Gartner, Inc. (www.gartner.com) says that 3D printing (3DP) technology has progressed rapidly in recent years, and that medical applications are leading to some of the most significant deployments of 3DP technology.
New data from the research group reveals that 3DP of medical devices has reached the Peak of Inflated Expectations, but certain specialist applications are already becoming the norm in medical care.
“In the healthcare industry, 3DP is already in mainstream use to produce medical items that need to be tailored to individuals, such as hearing aids and dental devices,” says Pete Basiliere, research director at Gartner. “All of the major hearing aid manufacturers now offer devices that are personalized to the shape of the customer’s ear. This is evidence that using 3DP for mass customization of consumer goods is now viable, especially given that the transition from traditional manufacturing in this market took less than two years. Routine use of 3DP for dental implants is also not far from this level of market maturity.”

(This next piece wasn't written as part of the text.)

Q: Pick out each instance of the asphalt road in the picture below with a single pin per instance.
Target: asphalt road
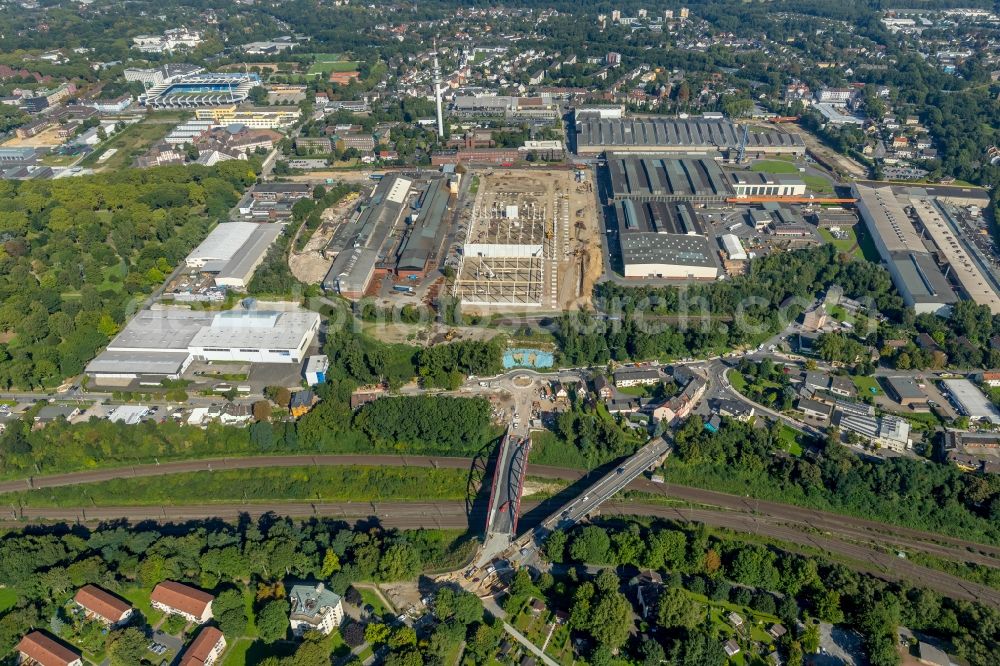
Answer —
(774, 513)
(452, 515)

Some medical 3DP technologies are further from mainstream use, but are equally, if not more, exciting. Hip and knee replacements, for example, are a $15 billion industry and are one of the most common surgical procedures. Early trials using personalized 3D-printed replacements indicate improved healing times and function of the implant as well as an improved success rate in more complex operations. Given the size of the market, Gartner predicts that 3D-printed hip and knee replacements, as well as other common internal and external medical devices, will be in mainstream use within two to five years.
Looking further out, at least five to 10 years to mainstream adoption, there is bioprinting. 3D bioprinting has two categories in this Hype Cycle: one focused on producing living tissues for human transplant, the other for life sciences’ research and development (R&D).
“Some of these R&D systems are already capable of printing cells, proteins, DNA and drugs, however there are significant barriers to mainstream adoption,” says Michael Shanler, research director at Gartner. “The sheer complexity of the items to be printed and the high maintenance requirements of these systems mean that initial deployments will be mostly limited to specialist service providers. We see mainstream adoption increasing as the systems become more diverse in their functions.”
There is still rapid advancement outside of medical fields. While 3D prototyping has for many years been the only mainstream use of the technology, within the next two to five years it is likely to be joined by many technologies that will spur much wider use of 3DP outside of specialist fields.
“Advancements outside of the actual printers themselves may prove to be the catalyst that brings about widespread adoption,” said Mr Basiliere. “Technologies such as 3D scanning, 3D print creation software and 3D printing service bureaus are all maturing quickly, and all — in their own way — have the potential to make high quality 3DP more accessible and affordable.”
3D printing software, for example, has in the past been limited to commercial 3D computer-aided design (CAD) programs that were not simple to use. Consumer-oriented design libraries and modeling tools are becoming established, providing a far simpler method for producing printable designs. Moreover, 3D scanners are also advancing in adoption and dropping in price, enabling users to create complex printable models of real-world items without any CAD skills.
The emergence of 3DP service bureaus also continues to accelerate. This enables enthusiasts and organizations to test and experiment with the capabilities of advanced 3DP systems in situations where an investment in purchasing a 3D printer would be hard to justify. As this ecosystem matures around the printers, so market demand and competition will keep increasing and more use cases will become commonplace.